Menurut James, dunia tidak dapat diterangkan dengan berpangkal pada satu asas saja. Dunia terdiri dari banyak hal yang saling bertentangan. Tentang kepercayaan agama dikatakan, sepanjang kepercayaan itu memberikan kepadanya suatu hiburan rohani, penguatan keberanian hidup, perasaan damai, keamanan dan sebagainya. Segala macam pengalaman keagamaan mempunyai nilai yang sama, jika akibatnya sama-sama memberikan kepuasan kepada kebutuhan keagamaan.

Di dalam bukunya The Meaning of Truth, arti kebenaran, James mengemukakan bahwa tiada kebenaran yang mutlak, yang berlaku umum, yang bersifat tetap, yang berdiri sendiri dan terlepas dari segala akal yang mengenal.

Di dalam bukunya, Varietes of Religious Experience atau keanekaragaman pengalaman keagamaan, James mengemukakan bahwa gejala-gejala keagamaan itu berasal dari kebutuhan-kebutuhan perorangan yang tidak disadari, yang mengungkapkan diri di dalam kesadaran dengan cara yang berlainan.

3.      John Dewey (1859 M)

John Dewey dilahiran di Burlington pada tahun 1859. Setelah menyelesaikan studinya di Baltimore ia menjadi Guru Besar di bidang filsafat dan kemudian juga dibidang pendidikan pada universitas-universitas di Mionnesota, Michigan, Chicago, (1894-1904), dan akhirnya di universitas Colombia (1904-1929). John Dewey adalah seorang filsuf dari Amerika.

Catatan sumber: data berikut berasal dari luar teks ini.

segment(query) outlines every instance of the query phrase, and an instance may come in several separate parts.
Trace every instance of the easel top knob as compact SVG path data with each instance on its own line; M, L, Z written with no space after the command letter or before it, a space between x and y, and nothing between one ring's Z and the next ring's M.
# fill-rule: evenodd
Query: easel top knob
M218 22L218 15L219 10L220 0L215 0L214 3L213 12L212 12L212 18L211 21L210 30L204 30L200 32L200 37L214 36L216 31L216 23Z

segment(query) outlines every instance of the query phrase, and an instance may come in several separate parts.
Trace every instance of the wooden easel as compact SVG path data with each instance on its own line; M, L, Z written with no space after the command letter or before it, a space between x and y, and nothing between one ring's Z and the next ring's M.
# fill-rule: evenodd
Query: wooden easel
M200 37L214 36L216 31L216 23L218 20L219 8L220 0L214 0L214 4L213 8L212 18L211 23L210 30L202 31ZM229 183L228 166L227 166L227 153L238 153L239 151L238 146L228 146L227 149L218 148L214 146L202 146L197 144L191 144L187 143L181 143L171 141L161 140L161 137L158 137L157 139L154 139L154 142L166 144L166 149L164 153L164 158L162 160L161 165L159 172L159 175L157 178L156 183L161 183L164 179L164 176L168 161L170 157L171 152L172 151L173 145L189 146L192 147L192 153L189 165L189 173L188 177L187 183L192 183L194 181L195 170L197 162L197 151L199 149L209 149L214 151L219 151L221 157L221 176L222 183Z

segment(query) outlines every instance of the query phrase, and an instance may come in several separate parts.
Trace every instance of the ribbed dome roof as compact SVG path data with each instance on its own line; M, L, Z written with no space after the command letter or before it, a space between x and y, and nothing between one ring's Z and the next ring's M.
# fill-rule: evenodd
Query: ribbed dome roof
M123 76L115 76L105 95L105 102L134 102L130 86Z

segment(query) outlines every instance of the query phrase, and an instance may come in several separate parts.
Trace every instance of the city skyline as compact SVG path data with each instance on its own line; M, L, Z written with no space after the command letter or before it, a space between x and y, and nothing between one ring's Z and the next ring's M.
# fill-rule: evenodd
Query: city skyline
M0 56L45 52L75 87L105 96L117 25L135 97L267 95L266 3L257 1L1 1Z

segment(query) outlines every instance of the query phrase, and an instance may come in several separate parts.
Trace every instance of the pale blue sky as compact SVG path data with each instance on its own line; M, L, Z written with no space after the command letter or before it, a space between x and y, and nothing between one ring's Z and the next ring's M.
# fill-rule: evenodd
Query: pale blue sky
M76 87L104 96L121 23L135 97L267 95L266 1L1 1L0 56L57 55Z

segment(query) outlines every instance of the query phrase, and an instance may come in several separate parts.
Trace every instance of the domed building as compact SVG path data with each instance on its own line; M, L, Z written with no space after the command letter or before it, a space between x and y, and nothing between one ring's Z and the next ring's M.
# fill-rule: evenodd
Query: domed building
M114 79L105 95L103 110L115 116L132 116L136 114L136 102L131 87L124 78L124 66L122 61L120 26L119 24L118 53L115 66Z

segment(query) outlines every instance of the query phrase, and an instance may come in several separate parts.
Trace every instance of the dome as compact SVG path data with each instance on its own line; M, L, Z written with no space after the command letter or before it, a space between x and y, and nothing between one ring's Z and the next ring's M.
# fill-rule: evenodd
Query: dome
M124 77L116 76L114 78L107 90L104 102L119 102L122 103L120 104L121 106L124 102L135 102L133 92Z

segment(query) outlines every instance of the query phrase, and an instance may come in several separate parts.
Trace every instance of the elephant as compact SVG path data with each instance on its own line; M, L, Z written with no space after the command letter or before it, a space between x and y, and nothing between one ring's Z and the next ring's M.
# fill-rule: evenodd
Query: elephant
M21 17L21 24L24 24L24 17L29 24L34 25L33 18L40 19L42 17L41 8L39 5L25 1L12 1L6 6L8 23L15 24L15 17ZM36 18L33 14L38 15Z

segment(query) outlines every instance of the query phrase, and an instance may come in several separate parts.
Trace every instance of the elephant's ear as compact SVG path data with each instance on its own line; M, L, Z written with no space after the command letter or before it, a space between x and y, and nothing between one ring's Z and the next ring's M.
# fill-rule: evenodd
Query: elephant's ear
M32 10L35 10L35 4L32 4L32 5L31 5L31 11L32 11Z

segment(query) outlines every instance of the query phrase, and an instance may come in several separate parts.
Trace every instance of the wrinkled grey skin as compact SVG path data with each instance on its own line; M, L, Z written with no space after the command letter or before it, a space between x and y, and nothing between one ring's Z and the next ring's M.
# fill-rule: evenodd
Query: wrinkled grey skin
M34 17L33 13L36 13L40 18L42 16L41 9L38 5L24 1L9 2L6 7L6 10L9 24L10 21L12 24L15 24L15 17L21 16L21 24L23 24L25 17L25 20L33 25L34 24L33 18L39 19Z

Dewey sejak kecil adalah seorang yang gemar membaca namun tidak menjadi seorang siswa yang brilian di antara teman-temannya ketika itu. Ia masuk ke Universitas Vermont dalam tahun 1875 dan mendapatkan gelar B.A. Ia kemudian melanjutkan kuliahnya di Universitas Jons Hopkins, di mana dalam tahun 1884 ia meraih gelar doktornya dalam bidang filsafat di universitas tersebut. Di universitas terakhir ini, Dewey pernah mengikuti kuliah logika dari Pierce, orang yang menggagas munculnya pragmatisme.[5]

`Sebagai pengikut filsafat pragmatism, John Dewey menyatakan bahwa tugas filsafat adalah memberikan pengarahan bagi perbuatan nyata. Filsafat tidak boleh larut dalam pemikiran-pemikiran metafisis yang kurang praktis, tidak ada faedahnya. Oleh karena itu filsafat harus berpijak pada pengalama dan mengolahnya secara kritis.

Menurutnya tak ada sesuatu yang tetap. Manusia senantiasa bergerak dan berubah. Jika mengalami kesulitan, segera berfikir untuk mengatasi kesulitan itu. Maka dari itu berpikir tidak lain daripada alat (instrumen) untuk bertindak. Kebenaran dari pengertian dapat ditinjau dari berhasil tidaknya mempengaruhi kenyataan. Satu-satunya cara yang dapat dipercaya untuk mengatur pengalamn dan untuk mengetahui artinya yang sebenarnya adalah metoda induktif. Metoda ini tidak hanya berlaku ilmu pengetahuan fisika, melainkan juga bagi persoalan-persoalan sosial dan moral.

Menurut Dewey, kita ini hidup dalam dunia yang belum selesai penciptaannya. Sikap Dewey dapat dipahami dengan sebaik-baiknya dengan meneliti tiga aspek dari yang kita namakan instrumentalisme. Pertama, kata “temporalisme” yang berarti bahwa ada gerak dan kemajuan nyata dalam waktu. Kedua, kata futurisme, mendorong kita untuk melihat hari esok dan tidak pada hari kemarin. Ketiga, milionarisme, berarti bahwa dunia dapat diubah lebih baik dengan tenaga kita.[6]

Dewey lebih suka menyebut sistemnya dengan istilah insrtumentalisme. Experience (pengalaman) adalah salah satu kunci dalam filsafat instrumentalisme. Filsafat harus berpijak pada pengalaman dan menyelidiki serta mengolah pengalaman itu secara aktif-kritis. Dengan demikian, filsafat akan dapat menyusun sistem norma-norma dan nilai-nilai.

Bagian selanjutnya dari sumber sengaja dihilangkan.